Regression models with scikit-learn

I've been meaning to get back to chapter 10 of Python Machine Learning which covers regression models. Here's my notebook which differs from the author's in that I used a pipeline for preprocessing and explored the performance of a few more models just for kicks.

Attacking a regression problem shares many of the same techniques as a classification problem: preprocessing the data, performing cross validation etc. The main differences are in exploratory analysis, visualizing model performance and in the evaluation metric itself.

Exploring quantitative variables

The two tools used in exploring the housing dataset are the scatter matrix and the correlation matrix. One bone I have to pick with the chapter is the dataset contains exclusively quantitative variables; however just because the output variable is continuous doesn't mean every input variable will typically be so too. It would have been nice had the example included a mix.
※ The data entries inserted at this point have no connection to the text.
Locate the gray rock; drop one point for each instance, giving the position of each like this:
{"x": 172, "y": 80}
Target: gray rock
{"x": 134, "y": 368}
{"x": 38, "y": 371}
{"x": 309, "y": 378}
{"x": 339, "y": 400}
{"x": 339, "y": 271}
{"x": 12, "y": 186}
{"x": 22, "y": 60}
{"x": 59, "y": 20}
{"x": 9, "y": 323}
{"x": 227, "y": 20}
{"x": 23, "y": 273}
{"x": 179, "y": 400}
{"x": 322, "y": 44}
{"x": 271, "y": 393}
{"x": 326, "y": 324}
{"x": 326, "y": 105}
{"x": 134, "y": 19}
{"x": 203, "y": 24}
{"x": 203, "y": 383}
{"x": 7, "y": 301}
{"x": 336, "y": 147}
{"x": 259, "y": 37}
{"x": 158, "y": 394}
Anyways:

  • A scatter matrix is a nice way to quickly visualize the distribution of each quantitative variable individually as well as how each relate to each other pairwise.
  • A correlation matrix helps find positive or negative correlations between each pair of quantitative variables.
  • Combined, this helps you quickly scan relationships and look for variables that are both strongly correlated with the dependent (output) variable and whether the relationship is linear (and thus likely to work well with a linear model) or perhaps require a non-linear model (polynomial, random forest).

Here in the correlation matrix we can see that there are two variables that are strongly correlated with the price (MEDV): the number of rooms (RM) and % lower status population (LSTAT):

correlation matrix

but in the scatter matrix we can see that RM has a more linear relationship:

scatter matrix

so in fitting a 1d model, that's the best variable to choose.

Implementing a basic single variable model

Implementing a single variable linear regression model was a pretty simple adaptation of the perceptron coded up in chapter 2, in fact ,we just need to remove the part where we took the linear combination of the weights and input vector and fed it into an activation function that forced the value to -1 or 1; the linear combination is the output of the model.

Regression models explored

After walking through implementing a single variable regression model by hand, the chapter goes on to explore a few off the shelf scikit-learn models.

In addition to basic linear regression, the book also covers some regularized flavors (note: we've covered regularization before:

  • L2 penalized (adding in square some of weights to cost function) is called Ridge Regression
  • L1 penalized (adding in sum of absolute values of weights to cost function) is called LASSO, short for Least Absolute Shrinkage and Selection Operator
  • Elastic Net includes both regularization parameters, and is tuned by a L1 to L2 ratio parameter

RANSAC

In addition to regularized linear regression models, there's another nifty technique used to minimize the effect of outliers called RANSAC.

RANSAC aims to reduce the effect of outliers by iteratively randomly selecting a subset, assuming they are 'inliers' and then selecting all other points that are within a threshold of the fitted line:

  1. Select a random number of samples to be inliers and fit the model.
  2. Test all other data points against the fitted model and add those points that fall within a user-given tolerance to the inliers.
  3. Re fit the model using all inliers.
  4. Estimate the error of the fitted model versus the inliers.
  5. Terminate the algorithm if the performance meets a certain user-defined threshold or if a fixed number of iterations has been reached; go back to step 1 otherwise.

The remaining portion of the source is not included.